A moeda brasileira, o real, registrou uma queda de 17% em relação ao dólar até meados de junho, configurando o pior desempenho entre as principais moedas do mundo no período. A Bolsa de Valores de São Paulo também refletiu o pessimismo, com uma perda de 8% de seu valor, contrastando com a recuperação observada em outros mercados emergentes.
Os investidores têm receio quanto ao compromisso do atual presidente, Luiz Inácio Lula da Silva, com políticas fiscais e monetárias responsáveis. A desconfiança é alimentada, em parte, pelo renovado interesse de Lula em um Estado mais intervencionista. No entanto, em um movimento para acalmar os ânimos, tanto Lula quanto sua esposa, Rosângela “Janja” da Silva, manifestaram apoio ao ministro da Fazenda, Fernando Haddad, e seus esforços para reduzir o déficit fiscal. Como resultado, o real recuperou cerca de 5% desde o início do mês, e a bolsa também apresentou alta.

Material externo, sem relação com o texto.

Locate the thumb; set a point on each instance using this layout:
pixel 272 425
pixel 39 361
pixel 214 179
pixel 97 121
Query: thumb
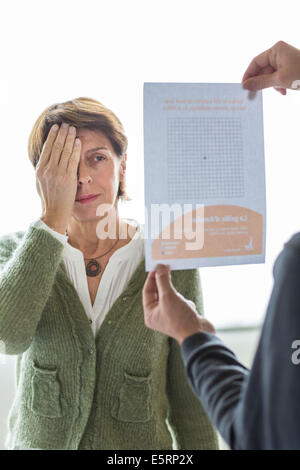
pixel 163 281
pixel 260 82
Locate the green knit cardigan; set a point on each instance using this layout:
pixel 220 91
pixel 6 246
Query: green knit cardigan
pixel 125 389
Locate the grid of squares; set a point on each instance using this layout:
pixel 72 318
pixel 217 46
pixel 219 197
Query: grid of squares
pixel 212 151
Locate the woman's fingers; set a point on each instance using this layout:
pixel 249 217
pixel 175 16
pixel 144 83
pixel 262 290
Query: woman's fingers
pixel 68 149
pixel 259 63
pixel 58 147
pixel 73 161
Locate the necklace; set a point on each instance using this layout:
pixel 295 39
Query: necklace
pixel 93 268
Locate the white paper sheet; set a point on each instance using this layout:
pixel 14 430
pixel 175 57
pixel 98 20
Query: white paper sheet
pixel 204 175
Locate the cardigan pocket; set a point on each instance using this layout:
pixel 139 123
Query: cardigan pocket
pixel 45 393
pixel 133 404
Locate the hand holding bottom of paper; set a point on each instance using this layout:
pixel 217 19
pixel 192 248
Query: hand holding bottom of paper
pixel 167 311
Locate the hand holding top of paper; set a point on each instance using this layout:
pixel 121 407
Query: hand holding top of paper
pixel 169 312
pixel 278 66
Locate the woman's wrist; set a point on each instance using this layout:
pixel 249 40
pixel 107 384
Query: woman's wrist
pixel 54 224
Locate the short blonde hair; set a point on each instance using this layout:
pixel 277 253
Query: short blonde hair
pixel 83 113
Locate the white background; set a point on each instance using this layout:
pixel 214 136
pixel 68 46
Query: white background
pixel 59 50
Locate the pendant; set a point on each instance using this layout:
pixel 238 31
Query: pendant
pixel 93 268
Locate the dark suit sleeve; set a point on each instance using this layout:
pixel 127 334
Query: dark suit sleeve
pixel 259 409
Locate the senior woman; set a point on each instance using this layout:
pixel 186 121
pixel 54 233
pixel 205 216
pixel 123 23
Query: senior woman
pixel 90 374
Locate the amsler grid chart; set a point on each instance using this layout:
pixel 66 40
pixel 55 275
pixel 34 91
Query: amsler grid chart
pixel 205 158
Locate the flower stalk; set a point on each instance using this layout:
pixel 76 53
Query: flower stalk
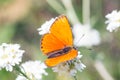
pixel 86 11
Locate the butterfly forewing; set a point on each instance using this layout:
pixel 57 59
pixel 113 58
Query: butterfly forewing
pixel 60 36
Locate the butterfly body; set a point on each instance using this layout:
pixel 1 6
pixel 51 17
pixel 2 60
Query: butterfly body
pixel 57 45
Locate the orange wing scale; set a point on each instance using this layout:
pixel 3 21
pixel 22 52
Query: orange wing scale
pixel 54 61
pixel 61 29
pixel 50 43
pixel 59 37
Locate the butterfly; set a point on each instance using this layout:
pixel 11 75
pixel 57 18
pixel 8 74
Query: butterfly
pixel 57 45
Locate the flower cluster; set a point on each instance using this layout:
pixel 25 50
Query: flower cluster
pixel 33 70
pixel 113 20
pixel 10 55
pixel 70 67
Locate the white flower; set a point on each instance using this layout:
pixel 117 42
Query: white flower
pixel 33 69
pixel 20 77
pixel 46 26
pixel 10 55
pixel 113 20
pixel 85 36
pixel 70 67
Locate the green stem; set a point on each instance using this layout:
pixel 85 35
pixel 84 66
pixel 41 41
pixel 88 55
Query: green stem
pixel 56 6
pixel 86 11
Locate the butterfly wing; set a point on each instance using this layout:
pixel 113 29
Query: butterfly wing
pixel 59 37
pixel 56 60
pixel 61 29
pixel 50 43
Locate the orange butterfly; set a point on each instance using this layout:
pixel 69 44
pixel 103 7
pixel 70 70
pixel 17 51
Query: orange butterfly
pixel 58 44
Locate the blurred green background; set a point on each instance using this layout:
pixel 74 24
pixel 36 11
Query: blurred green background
pixel 19 20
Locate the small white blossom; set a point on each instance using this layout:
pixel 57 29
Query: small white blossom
pixel 10 55
pixel 113 20
pixel 33 69
pixel 85 36
pixel 70 67
pixel 46 26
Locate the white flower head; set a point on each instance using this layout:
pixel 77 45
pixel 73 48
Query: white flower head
pixel 45 28
pixel 10 55
pixel 85 36
pixel 33 69
pixel 70 67
pixel 113 20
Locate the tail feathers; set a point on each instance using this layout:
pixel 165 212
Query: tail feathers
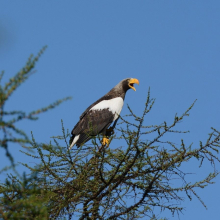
pixel 73 140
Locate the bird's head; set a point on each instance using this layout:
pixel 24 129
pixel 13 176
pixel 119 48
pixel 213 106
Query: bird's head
pixel 129 83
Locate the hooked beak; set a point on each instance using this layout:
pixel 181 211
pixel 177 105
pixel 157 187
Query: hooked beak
pixel 131 83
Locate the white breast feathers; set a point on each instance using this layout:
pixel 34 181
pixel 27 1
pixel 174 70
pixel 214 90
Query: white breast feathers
pixel 114 105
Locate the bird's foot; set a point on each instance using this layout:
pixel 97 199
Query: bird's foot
pixel 110 131
pixel 105 141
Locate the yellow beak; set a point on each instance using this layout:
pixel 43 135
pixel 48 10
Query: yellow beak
pixel 131 83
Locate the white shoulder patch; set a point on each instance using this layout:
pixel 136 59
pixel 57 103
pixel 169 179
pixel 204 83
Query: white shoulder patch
pixel 114 105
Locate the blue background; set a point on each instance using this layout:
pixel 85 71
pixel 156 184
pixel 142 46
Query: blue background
pixel 173 47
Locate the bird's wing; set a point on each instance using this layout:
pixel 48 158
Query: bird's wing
pixel 93 122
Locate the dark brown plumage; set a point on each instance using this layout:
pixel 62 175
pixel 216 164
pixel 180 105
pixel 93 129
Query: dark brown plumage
pixel 99 116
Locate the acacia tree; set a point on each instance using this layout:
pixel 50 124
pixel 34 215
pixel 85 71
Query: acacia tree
pixel 18 198
pixel 134 177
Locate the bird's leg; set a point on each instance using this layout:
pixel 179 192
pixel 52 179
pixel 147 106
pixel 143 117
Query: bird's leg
pixel 110 131
pixel 105 141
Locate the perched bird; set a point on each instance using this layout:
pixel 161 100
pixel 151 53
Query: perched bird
pixel 98 117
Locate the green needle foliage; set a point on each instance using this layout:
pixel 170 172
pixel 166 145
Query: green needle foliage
pixel 21 197
pixel 10 132
pixel 137 176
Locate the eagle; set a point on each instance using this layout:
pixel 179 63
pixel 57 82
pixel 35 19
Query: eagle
pixel 97 118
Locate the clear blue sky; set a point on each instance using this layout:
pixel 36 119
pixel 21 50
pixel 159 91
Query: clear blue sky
pixel 171 46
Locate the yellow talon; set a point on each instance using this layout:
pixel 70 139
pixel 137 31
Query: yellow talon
pixel 105 141
pixel 111 130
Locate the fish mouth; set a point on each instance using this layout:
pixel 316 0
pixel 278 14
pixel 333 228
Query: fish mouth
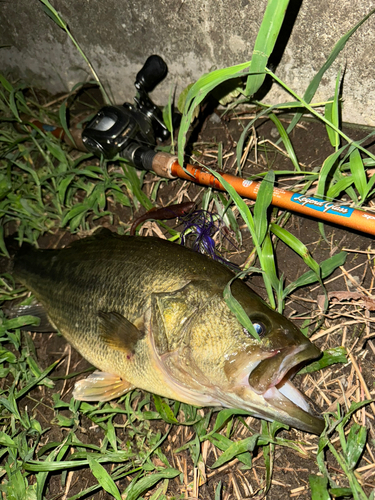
pixel 270 379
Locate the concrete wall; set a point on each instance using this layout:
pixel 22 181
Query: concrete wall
pixel 193 36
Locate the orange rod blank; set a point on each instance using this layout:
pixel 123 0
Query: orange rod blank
pixel 329 211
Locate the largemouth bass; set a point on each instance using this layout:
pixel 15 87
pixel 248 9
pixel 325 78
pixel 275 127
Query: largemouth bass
pixel 150 314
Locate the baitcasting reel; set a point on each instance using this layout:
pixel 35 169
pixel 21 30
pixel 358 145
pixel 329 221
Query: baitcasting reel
pixel 131 130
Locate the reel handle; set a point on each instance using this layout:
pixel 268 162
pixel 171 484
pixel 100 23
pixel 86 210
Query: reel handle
pixel 153 72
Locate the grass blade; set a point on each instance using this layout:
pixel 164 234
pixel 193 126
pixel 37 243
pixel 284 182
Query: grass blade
pixel 265 42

Contudo, os sinais emitidos pelo governo são confusos. O aumento nos gastos públicos, a interferência em empresas estatais e as críticas frequentes ao presidente do Banco Central, Roberto Campos Neto, contribuem para a insegurança dos investidores. Campos Neto, que ocupa um cargo formalmente independente desde 2021, tem mandato até o final deste ano, juntamente com dois outros membros do conselho do banco. Caso o Senado aprove, o governo poderá substituir esses membros, resultando em um conselho majoritariamente indicado por Lula.

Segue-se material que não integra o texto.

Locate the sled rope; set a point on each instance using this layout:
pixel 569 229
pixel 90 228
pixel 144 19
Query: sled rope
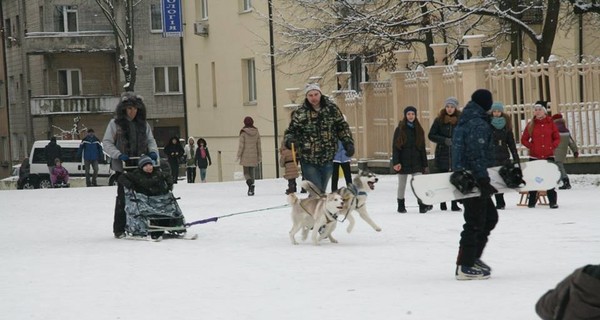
pixel 214 219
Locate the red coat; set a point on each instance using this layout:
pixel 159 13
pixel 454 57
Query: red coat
pixel 544 138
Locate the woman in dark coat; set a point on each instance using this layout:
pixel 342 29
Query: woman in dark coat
pixel 409 155
pixel 504 143
pixel 174 152
pixel 441 133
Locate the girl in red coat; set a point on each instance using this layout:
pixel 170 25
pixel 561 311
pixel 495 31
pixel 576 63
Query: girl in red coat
pixel 541 137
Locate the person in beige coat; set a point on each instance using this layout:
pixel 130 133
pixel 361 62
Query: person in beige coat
pixel 287 161
pixel 249 152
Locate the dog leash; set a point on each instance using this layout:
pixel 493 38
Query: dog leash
pixel 214 219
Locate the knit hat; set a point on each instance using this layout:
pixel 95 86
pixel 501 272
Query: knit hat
pixel 483 98
pixel 451 101
pixel 144 160
pixel 248 121
pixel 410 108
pixel 541 104
pixel 497 106
pixel 311 87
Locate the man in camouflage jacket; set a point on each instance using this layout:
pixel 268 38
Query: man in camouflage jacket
pixel 314 131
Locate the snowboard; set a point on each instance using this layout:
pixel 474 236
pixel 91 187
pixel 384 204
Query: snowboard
pixel 436 188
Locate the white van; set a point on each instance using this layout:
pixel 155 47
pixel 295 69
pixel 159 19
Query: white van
pixel 39 176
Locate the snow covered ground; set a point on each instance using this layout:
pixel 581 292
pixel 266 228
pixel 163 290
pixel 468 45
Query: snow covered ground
pixel 59 259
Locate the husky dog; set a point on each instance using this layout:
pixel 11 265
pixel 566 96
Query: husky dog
pixel 355 198
pixel 318 213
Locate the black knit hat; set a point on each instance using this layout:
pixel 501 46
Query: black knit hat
pixel 410 108
pixel 483 98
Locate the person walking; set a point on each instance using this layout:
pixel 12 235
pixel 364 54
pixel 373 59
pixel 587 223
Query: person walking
pixel 91 149
pixel 541 137
pixel 249 153
pixel 203 158
pixel 409 156
pixel 473 150
pixel 314 131
pixel 174 152
pixel 190 159
pixel 560 153
pixel 288 162
pixel 341 161
pixel 441 133
pixel 127 135
pixel 504 143
pixel 52 151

A preocupação fiscal é imediata. Após dois anos de superávits primários, o Fundo Monetário Internacional (FMI) estima que o Brasil encerrou 2023 com um déficit primário de 2% do PIB. A expectativa é que esse valor caia para 0,7% este ano. A política fiscal frouxa tem exigido uma política monetária restritiva para controlar a inflação, o que, por sua vez, aumentou o déficit global para 9,4% nos 12 meses até junho, comparado a 5,8% no mesmo período de 2022-2023. A dívida pública, que era de 60% do PIB em 2011, subiu para 85% e pode atingir 95% em 2029, segundo o FMI.

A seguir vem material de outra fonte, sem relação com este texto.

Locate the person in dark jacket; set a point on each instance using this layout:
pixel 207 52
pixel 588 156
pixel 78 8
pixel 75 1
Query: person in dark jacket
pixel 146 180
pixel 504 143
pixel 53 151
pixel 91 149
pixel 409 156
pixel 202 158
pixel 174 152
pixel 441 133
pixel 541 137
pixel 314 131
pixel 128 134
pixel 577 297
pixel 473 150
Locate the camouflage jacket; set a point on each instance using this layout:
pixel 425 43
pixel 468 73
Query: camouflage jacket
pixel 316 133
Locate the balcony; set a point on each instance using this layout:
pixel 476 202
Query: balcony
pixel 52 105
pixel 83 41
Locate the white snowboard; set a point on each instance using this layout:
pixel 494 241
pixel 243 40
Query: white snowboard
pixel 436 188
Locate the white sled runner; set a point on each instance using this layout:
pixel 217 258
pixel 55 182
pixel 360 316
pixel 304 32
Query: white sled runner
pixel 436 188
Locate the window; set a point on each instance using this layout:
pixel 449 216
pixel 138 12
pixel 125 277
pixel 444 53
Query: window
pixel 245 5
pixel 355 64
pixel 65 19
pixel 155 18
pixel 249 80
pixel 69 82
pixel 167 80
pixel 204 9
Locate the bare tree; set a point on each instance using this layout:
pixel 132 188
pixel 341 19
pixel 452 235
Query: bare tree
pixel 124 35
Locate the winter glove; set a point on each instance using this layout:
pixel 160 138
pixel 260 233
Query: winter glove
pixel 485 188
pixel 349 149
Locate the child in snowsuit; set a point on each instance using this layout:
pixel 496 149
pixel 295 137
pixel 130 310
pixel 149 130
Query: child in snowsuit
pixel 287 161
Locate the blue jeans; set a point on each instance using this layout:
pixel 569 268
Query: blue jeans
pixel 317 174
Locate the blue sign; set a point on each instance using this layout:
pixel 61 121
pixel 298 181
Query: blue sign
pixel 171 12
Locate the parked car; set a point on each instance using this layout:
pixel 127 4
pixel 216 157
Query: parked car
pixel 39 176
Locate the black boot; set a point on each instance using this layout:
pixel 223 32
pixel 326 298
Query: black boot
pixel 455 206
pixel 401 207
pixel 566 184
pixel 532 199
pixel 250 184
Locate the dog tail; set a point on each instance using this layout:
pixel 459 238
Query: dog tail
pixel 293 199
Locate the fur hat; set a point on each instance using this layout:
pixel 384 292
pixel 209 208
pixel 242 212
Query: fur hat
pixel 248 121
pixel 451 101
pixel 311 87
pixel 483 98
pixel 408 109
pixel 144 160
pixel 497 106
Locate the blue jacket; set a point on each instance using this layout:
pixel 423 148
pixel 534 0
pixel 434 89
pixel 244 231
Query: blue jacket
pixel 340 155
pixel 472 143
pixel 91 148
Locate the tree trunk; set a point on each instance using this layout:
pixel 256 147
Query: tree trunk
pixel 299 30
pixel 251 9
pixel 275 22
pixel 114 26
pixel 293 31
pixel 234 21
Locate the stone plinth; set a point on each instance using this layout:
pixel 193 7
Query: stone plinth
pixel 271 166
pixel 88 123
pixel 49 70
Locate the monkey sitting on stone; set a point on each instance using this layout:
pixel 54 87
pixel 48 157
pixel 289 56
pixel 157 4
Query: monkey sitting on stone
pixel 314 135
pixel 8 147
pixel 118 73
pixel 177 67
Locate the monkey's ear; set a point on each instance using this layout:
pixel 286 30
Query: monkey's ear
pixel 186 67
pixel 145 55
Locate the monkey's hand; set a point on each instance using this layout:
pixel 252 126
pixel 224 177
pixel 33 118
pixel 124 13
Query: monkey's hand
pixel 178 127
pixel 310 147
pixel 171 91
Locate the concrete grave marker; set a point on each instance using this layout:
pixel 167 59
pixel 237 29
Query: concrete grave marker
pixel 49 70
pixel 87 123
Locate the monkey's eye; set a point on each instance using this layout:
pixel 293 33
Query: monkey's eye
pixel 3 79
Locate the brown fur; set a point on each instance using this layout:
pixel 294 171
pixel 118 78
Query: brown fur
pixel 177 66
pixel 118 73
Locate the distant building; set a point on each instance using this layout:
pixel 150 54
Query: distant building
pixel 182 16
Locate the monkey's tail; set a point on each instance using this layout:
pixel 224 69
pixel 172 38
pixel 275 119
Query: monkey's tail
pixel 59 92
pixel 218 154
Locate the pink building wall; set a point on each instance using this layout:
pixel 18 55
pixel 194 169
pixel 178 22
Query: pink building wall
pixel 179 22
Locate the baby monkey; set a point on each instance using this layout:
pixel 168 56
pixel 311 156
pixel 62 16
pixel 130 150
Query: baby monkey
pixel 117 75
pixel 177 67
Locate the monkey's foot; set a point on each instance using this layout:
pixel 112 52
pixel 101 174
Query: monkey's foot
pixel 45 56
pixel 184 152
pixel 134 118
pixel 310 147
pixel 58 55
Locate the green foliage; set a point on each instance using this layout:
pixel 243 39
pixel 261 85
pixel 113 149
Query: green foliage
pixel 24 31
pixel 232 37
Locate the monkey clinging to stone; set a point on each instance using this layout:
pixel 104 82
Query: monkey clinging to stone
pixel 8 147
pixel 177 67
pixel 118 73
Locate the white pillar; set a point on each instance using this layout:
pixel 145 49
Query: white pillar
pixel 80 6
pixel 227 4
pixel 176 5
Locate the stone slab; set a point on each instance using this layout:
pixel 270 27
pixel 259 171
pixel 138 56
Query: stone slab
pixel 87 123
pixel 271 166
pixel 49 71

Parte deste aumento no déficit pode ser atribuída ao ex-presidente Jair Bolsonaro. Sua gestão deu ao Congresso mais liberdade para gastar, eliminou impostos sobre combustíveis e aumentou os pagamentos de previdência social. Ele também adiou o pagamento de precatórios, resultando em uma dívida de quase R$ 90 bilhões que o governo teve de quitar.
Ainda assim, a maior parte do déficit não é herdada. Em 2023, os gastos aumentaram 13% em termos reais. Lula expandiu as transferências para os pobres e aumentou o salário mínimo acima da inflação. Os gastos com seguridade social subiram 10%, impulsionados por um aumento suspeito no número de requerentes por invalidez. Além disso, mudanças nas regras de vinculação dos gastos com educação e saúde ao aumento das receitas federais, e não à inflação, elevaram os custos em R$ 50 bilhões no ano passado.
As inundações no Sul do país e novas políticas industriais também contribuíram para o aumento dos gastos. Lula nomeou um aliado para dirigir a Petrobras, o que gerou preocupações sobre um possível retorno à má gestão.
Para estabilizar a dívida, Fernando Haddad estabeleceu um novo arcabouço fiscal que limita o aumento dos gastos do governo a 2,5% em termos reais por ano. Ele prometeu eliminar o déficit primário este ano e registrar superávits nos próximos anos. No entanto, após perceber que as despesas estavam superando as receitas, Haddad pediu ao Congresso que afrouxasse as metas fiscais. Os investidores temem que o governo não esteja comprometido com o equilíbrio das contas.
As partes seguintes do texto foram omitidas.